By Emma Thomasson
BERLIN (Reuters) -German online fashion retailer Zalando reported a slump in quarterly profit on Wednesday after it cut prices to keep customers shopping online as stores reopened, but said it was well positioned to cope with a supply crunch.
With many fashion brands hit by the closure of Asian factories due to coronavirus lockdowns, finance chief David Schroeder said Zalando was well stocked for the next few months, with inventories up 41% compared to last year.
However, Schroeder said the company could see delays to deliveries of items for next spring/summer, not just for sneakers, with the sportswear industry particularly hurt by factory closures in Vietnam.

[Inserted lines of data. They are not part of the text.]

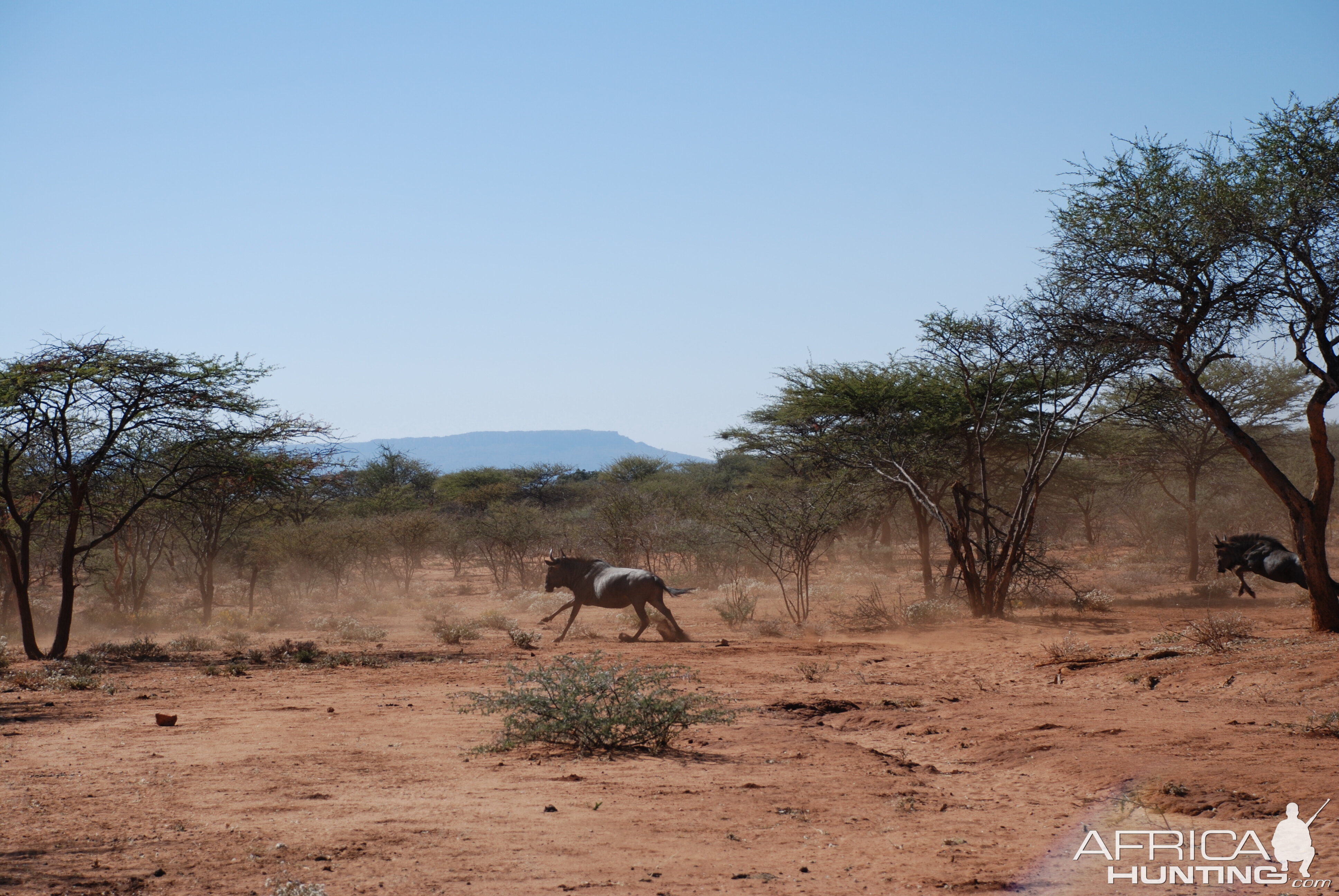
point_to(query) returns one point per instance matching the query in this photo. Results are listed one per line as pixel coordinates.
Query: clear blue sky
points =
(440, 217)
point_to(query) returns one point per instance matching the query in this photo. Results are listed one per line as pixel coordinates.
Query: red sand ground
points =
(985, 785)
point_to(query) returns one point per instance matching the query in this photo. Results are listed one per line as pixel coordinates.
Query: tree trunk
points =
(1309, 515)
(17, 560)
(66, 615)
(1310, 533)
(1192, 528)
(923, 547)
(207, 590)
(251, 590)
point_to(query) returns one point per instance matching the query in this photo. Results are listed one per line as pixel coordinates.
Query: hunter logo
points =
(1216, 856)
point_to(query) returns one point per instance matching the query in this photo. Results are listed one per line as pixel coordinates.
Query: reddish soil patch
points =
(963, 765)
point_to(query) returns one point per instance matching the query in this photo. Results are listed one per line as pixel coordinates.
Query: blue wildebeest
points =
(599, 585)
(1262, 555)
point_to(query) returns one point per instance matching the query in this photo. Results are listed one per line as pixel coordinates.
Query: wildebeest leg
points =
(659, 603)
(646, 620)
(550, 618)
(571, 619)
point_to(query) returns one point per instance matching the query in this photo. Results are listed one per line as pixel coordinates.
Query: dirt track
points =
(985, 785)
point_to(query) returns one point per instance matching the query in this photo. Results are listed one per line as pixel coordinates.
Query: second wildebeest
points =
(598, 585)
(1262, 555)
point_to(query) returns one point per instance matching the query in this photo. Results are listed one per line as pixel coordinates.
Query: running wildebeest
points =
(599, 585)
(1262, 555)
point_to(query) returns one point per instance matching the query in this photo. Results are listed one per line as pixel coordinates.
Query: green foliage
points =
(635, 468)
(453, 631)
(141, 649)
(738, 602)
(524, 640)
(477, 488)
(592, 704)
(497, 620)
(349, 629)
(192, 645)
(396, 473)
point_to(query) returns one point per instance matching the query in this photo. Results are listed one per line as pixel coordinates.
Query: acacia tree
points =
(213, 512)
(994, 398)
(858, 417)
(1176, 444)
(1188, 255)
(85, 416)
(788, 527)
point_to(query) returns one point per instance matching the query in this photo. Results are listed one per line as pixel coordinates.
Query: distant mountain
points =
(584, 449)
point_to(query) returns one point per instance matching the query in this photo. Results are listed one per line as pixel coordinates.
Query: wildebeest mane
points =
(1247, 539)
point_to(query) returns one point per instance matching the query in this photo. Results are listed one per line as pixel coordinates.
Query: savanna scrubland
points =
(952, 610)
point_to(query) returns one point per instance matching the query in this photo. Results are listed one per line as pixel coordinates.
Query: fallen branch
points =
(1084, 662)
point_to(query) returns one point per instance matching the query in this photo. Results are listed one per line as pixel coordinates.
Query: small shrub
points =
(813, 672)
(238, 641)
(1069, 649)
(29, 681)
(738, 603)
(73, 677)
(869, 614)
(524, 640)
(497, 620)
(307, 651)
(1096, 602)
(1219, 633)
(141, 649)
(596, 705)
(295, 888)
(931, 611)
(453, 631)
(192, 645)
(349, 629)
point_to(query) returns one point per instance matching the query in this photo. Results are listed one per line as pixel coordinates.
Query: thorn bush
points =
(594, 704)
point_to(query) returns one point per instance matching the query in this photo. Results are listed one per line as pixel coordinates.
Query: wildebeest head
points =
(559, 574)
(1230, 552)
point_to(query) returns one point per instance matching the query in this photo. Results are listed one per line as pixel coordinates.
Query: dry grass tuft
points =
(1219, 633)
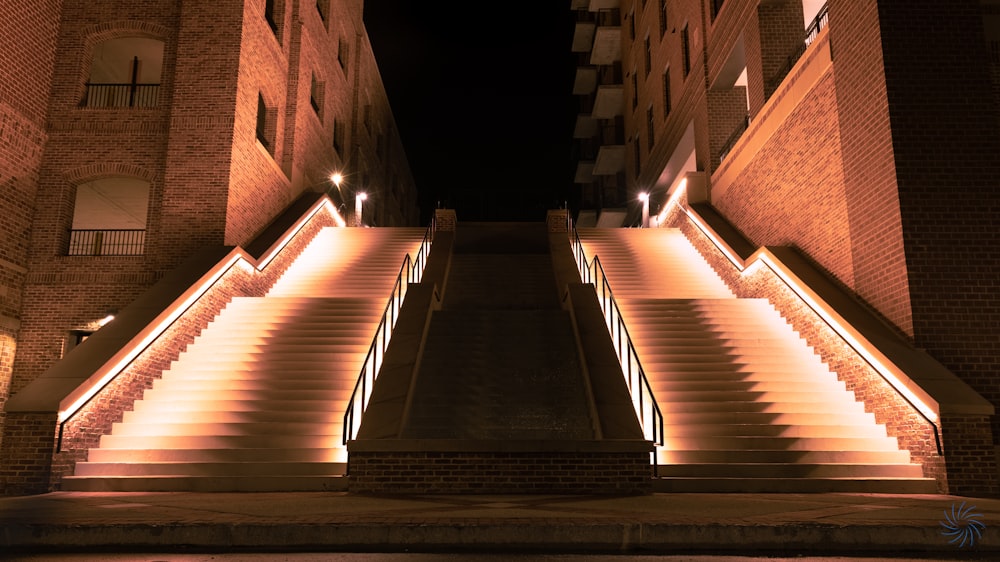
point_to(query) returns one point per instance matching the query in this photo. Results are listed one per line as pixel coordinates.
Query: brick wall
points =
(948, 177)
(876, 234)
(27, 55)
(781, 35)
(792, 192)
(727, 111)
(499, 473)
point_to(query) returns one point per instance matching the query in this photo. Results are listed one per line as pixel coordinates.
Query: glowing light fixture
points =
(358, 200)
(644, 197)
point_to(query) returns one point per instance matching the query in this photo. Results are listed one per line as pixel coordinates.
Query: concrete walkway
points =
(736, 524)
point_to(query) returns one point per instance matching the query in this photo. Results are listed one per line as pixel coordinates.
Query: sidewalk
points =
(778, 524)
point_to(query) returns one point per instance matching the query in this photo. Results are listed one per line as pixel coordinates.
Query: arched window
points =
(125, 73)
(109, 217)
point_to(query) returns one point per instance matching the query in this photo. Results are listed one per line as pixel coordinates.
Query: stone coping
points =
(500, 446)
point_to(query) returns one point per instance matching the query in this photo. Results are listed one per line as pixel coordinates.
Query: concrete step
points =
(261, 386)
(749, 406)
(238, 429)
(220, 441)
(750, 469)
(283, 483)
(824, 384)
(252, 416)
(179, 404)
(753, 443)
(235, 469)
(806, 417)
(773, 430)
(227, 455)
(796, 485)
(335, 370)
(666, 456)
(837, 399)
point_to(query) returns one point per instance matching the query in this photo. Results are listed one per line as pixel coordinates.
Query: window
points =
(269, 16)
(343, 53)
(109, 217)
(338, 137)
(125, 73)
(648, 60)
(264, 127)
(635, 91)
(666, 92)
(663, 17)
(650, 129)
(636, 158)
(685, 51)
(316, 96)
(716, 5)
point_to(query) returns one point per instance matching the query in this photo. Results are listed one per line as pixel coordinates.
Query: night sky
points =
(483, 102)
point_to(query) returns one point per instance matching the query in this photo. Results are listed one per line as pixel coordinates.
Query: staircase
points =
(256, 402)
(747, 405)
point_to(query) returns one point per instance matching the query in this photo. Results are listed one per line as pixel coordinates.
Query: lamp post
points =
(358, 199)
(644, 197)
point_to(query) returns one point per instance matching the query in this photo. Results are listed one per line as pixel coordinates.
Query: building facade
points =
(861, 133)
(132, 135)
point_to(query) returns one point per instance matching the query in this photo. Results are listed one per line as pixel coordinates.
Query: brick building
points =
(132, 135)
(861, 133)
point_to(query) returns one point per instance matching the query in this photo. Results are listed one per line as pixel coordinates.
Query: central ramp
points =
(501, 359)
(500, 401)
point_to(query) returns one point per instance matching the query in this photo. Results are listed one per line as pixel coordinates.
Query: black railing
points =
(121, 95)
(106, 242)
(410, 272)
(819, 22)
(646, 409)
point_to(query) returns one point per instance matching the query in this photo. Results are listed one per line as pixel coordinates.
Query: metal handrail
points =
(411, 271)
(107, 242)
(376, 352)
(420, 261)
(121, 94)
(643, 401)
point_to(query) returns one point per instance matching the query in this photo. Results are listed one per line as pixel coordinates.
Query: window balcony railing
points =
(106, 242)
(121, 95)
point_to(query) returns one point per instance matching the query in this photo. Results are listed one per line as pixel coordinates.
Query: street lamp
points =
(361, 196)
(644, 197)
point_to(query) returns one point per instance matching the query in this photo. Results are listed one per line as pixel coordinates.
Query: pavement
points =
(877, 525)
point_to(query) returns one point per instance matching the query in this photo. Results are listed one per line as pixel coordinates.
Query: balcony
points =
(585, 81)
(607, 46)
(107, 242)
(583, 37)
(609, 102)
(584, 172)
(121, 95)
(585, 128)
(610, 160)
(598, 5)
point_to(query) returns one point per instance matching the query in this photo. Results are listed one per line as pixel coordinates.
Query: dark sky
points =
(483, 101)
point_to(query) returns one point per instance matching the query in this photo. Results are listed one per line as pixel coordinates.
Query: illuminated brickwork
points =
(500, 473)
(193, 140)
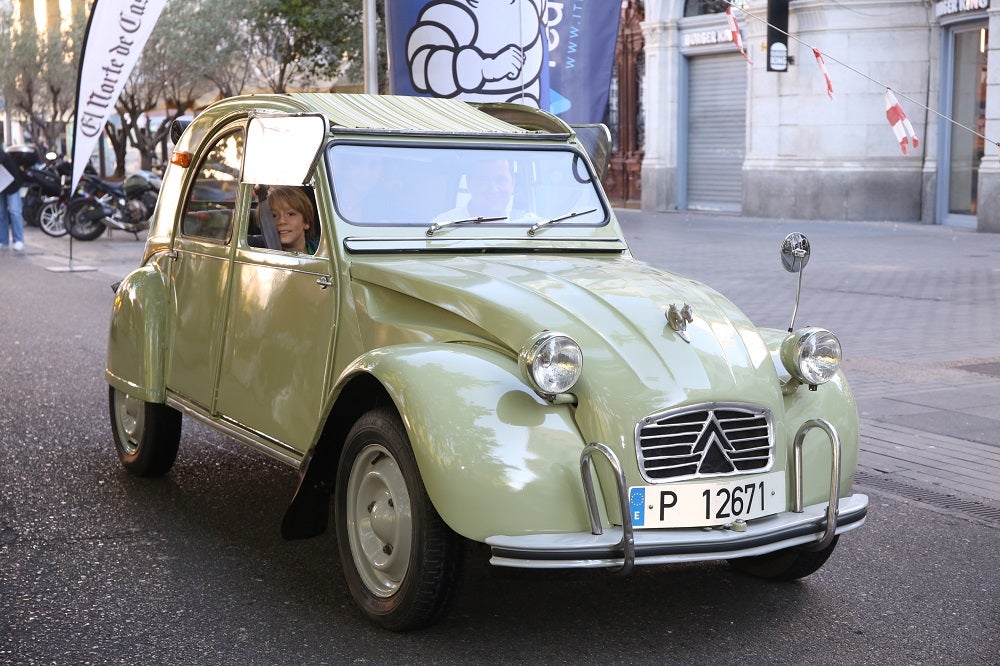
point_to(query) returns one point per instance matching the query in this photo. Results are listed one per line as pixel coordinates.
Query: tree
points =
(171, 75)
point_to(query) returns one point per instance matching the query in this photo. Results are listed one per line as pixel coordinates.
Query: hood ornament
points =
(679, 318)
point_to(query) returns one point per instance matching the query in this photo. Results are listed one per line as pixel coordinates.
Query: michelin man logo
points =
(478, 50)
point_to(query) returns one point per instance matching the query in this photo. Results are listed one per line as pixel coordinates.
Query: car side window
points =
(208, 210)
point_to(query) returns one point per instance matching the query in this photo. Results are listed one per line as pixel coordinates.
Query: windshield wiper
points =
(544, 223)
(469, 220)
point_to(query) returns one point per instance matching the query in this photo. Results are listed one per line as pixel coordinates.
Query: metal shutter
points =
(717, 93)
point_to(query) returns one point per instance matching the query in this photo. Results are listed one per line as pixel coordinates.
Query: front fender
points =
(137, 335)
(494, 457)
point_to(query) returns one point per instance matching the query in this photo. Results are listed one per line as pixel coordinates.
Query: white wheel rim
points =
(379, 520)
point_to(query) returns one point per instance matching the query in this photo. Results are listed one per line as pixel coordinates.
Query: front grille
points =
(704, 440)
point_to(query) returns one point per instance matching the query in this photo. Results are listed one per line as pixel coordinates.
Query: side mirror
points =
(794, 257)
(795, 252)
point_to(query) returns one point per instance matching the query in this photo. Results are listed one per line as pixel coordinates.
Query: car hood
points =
(615, 307)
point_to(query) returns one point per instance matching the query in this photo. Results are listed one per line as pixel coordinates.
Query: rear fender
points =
(495, 458)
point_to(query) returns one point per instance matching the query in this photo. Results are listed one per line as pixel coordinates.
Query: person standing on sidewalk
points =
(11, 218)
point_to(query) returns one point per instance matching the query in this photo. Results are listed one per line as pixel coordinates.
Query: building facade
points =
(723, 134)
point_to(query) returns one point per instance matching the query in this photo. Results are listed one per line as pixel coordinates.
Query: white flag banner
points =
(117, 30)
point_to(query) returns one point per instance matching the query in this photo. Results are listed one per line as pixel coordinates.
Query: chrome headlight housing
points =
(551, 363)
(811, 355)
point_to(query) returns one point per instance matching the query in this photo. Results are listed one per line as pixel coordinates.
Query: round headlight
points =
(551, 363)
(812, 355)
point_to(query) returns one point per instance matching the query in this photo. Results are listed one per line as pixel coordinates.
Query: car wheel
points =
(146, 433)
(401, 560)
(790, 564)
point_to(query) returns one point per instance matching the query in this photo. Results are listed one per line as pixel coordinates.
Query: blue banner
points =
(581, 37)
(549, 54)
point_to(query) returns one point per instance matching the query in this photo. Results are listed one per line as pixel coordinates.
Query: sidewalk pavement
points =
(917, 309)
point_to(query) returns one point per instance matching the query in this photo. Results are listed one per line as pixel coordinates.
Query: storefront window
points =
(969, 110)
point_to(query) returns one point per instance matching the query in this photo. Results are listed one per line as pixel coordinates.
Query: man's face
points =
(491, 186)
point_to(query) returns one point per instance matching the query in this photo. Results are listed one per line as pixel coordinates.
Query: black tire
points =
(84, 219)
(790, 564)
(401, 561)
(146, 434)
(51, 218)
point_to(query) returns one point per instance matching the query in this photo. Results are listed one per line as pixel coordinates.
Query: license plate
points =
(707, 504)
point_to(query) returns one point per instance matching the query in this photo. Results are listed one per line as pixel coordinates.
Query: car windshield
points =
(449, 187)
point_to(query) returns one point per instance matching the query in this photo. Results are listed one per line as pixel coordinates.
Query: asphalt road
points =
(99, 567)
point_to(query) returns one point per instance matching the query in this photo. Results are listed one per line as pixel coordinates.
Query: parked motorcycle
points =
(108, 205)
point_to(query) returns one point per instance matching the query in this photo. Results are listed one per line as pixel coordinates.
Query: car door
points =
(278, 340)
(201, 250)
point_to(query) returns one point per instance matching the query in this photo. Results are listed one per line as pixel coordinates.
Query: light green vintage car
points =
(466, 350)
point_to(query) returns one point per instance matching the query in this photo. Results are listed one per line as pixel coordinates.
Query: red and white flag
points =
(826, 74)
(900, 125)
(735, 29)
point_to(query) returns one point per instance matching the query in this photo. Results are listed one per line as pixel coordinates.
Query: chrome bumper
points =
(622, 547)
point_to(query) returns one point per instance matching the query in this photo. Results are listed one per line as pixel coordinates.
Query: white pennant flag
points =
(901, 126)
(117, 30)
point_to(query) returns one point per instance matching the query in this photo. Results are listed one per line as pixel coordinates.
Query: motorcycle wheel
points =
(51, 218)
(84, 219)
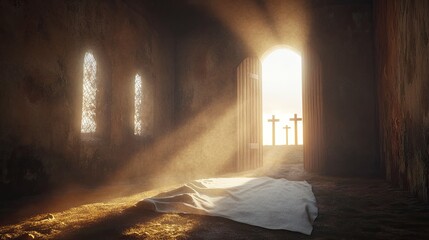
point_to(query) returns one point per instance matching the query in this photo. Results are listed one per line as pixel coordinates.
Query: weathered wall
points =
(207, 58)
(342, 35)
(42, 49)
(402, 33)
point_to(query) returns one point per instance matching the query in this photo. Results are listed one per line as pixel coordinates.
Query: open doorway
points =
(282, 106)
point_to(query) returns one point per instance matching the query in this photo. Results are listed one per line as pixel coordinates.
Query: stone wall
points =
(43, 44)
(342, 36)
(402, 33)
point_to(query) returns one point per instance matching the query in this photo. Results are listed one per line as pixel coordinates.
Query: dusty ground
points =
(348, 209)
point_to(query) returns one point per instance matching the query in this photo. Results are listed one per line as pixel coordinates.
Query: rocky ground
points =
(349, 208)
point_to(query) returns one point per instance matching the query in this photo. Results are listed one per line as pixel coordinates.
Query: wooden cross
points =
(287, 134)
(274, 120)
(296, 119)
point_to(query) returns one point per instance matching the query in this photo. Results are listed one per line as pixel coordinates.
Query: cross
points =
(296, 119)
(274, 120)
(287, 134)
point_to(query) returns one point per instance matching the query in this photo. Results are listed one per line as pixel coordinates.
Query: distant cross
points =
(296, 119)
(274, 120)
(287, 134)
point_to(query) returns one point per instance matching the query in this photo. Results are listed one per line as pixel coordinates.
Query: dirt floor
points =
(349, 208)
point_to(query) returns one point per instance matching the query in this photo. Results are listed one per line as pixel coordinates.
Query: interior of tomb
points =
(364, 109)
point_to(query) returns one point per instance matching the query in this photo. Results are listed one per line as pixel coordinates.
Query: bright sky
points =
(282, 95)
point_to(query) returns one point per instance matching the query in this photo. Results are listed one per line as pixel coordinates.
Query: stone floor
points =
(349, 208)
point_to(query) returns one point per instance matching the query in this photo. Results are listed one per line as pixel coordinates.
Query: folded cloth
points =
(265, 202)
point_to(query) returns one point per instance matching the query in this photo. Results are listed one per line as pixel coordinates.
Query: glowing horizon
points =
(281, 95)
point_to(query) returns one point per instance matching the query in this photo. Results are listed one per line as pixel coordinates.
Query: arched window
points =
(138, 96)
(89, 102)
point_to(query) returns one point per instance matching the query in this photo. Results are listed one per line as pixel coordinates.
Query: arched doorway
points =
(282, 97)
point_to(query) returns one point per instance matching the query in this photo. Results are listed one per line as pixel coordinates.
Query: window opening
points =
(88, 124)
(138, 96)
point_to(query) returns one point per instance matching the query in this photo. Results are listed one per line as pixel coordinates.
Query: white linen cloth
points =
(266, 202)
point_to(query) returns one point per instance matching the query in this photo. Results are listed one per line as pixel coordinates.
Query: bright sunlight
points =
(282, 96)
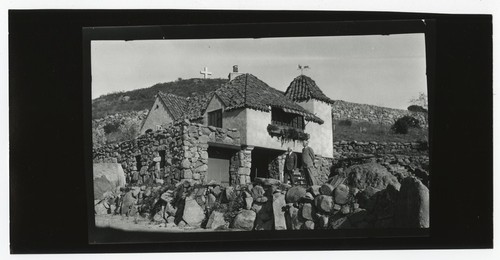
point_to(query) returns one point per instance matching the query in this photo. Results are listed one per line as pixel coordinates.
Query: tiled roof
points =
(303, 88)
(185, 107)
(248, 91)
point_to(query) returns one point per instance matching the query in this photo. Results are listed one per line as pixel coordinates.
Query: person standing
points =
(308, 165)
(290, 165)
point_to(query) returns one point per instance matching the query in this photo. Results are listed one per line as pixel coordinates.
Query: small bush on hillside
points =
(345, 122)
(415, 108)
(402, 125)
(111, 127)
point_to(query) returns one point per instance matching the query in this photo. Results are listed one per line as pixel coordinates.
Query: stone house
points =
(266, 122)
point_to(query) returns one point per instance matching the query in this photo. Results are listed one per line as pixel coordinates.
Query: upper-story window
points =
(215, 118)
(282, 118)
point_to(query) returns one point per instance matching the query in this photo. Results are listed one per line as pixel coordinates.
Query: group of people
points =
(308, 165)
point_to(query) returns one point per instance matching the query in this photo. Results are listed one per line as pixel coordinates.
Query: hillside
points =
(140, 99)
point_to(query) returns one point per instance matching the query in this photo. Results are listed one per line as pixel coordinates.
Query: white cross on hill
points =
(205, 73)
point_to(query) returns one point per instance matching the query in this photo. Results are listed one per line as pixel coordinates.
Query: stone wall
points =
(352, 149)
(323, 168)
(374, 114)
(185, 149)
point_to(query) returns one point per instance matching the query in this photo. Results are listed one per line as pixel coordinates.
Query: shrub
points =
(345, 122)
(111, 127)
(415, 108)
(402, 125)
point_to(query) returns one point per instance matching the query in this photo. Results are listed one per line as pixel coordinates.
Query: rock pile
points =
(364, 196)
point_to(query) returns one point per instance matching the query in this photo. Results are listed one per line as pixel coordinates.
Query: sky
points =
(379, 70)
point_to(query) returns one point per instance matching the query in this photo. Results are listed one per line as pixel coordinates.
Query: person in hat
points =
(308, 165)
(290, 165)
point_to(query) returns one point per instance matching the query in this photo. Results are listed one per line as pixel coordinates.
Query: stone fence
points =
(374, 114)
(178, 151)
(354, 149)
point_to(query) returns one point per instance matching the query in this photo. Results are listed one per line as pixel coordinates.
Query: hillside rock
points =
(107, 177)
(324, 203)
(216, 220)
(279, 211)
(193, 214)
(412, 206)
(341, 194)
(294, 194)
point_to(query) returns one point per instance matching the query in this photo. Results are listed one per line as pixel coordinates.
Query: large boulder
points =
(279, 211)
(307, 211)
(294, 221)
(341, 194)
(127, 202)
(294, 194)
(369, 175)
(193, 214)
(324, 203)
(216, 220)
(364, 197)
(107, 177)
(257, 192)
(244, 220)
(326, 189)
(412, 207)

"Would we want to have even more stock, especially in the sneaker category? Yes," Schroeder said. "But thanks to our platform model, we think we will find better answers to these challenges than many of our competitors in the industry."
Zalando shares were down 2.3% at 0935 GMT.
Founded in Berlin in 2008, Zalando has grown rapidly to become Europe's biggest fashion e-commerce player, selling clothes, shoes and cosmetics from 4,500 leading brands in 23 countries on its platform.
"The inventory position is reassuring ahead of peak (season)," Credit Suisse (SIX:CSGN) analysts wrote in a note.
British rival ASOS (LON:ASOS), which sells far more of its own-label goods than Zalando, warned last month that supply chain pressures and consumers returning to pre-pandemic behaviour could reduce 2022 profit by over 40%.
Zalando said there was a "fierce promotional environment" in many European markets as reopened stores offered deals to shift stock, adding that unusually warm weather in September had increased sales of discounted spring/summer fashion.
However, as temperatures dropped in October, it saw demand recover for full-priced fall/winter wear.
"We are off to a very good start to Q4," Schroeder said.
Third-quarter adjusted operating profit fell to 9.8 million euros ($11.35 million) from 118 million a year ago, while sales rose 23% to 2.3 billion euros, slightly ahead of analysts' average estimate of 2.24 billion.
British clothing retailer Next beat forecasts on Wednesday with a 17% rise in third-quarter full-price sales compared with 2019.
Zalando said its operating profit was in line with the number it posted in the third quarter of 2019, before the pandemic helped the company post exceptional results.
Zalando spent more on marketing on the period, also due to its recent launch in six new markets in eastern Europe.
Zalando reiterated it expects full-year sales to grow 26%-31% to 10.1 billion-10.5 billion euros and forecast adjusted earnings before interest and taxation to reach the upper half of its guided 400 million-475 million euros range.
It also reiterated a target for gross merchandise volume (GMV) - sales on its site made by the company or its partners - to exceed 30 billion euros by 2025, almost triple the 10.7 billion euros in 2020.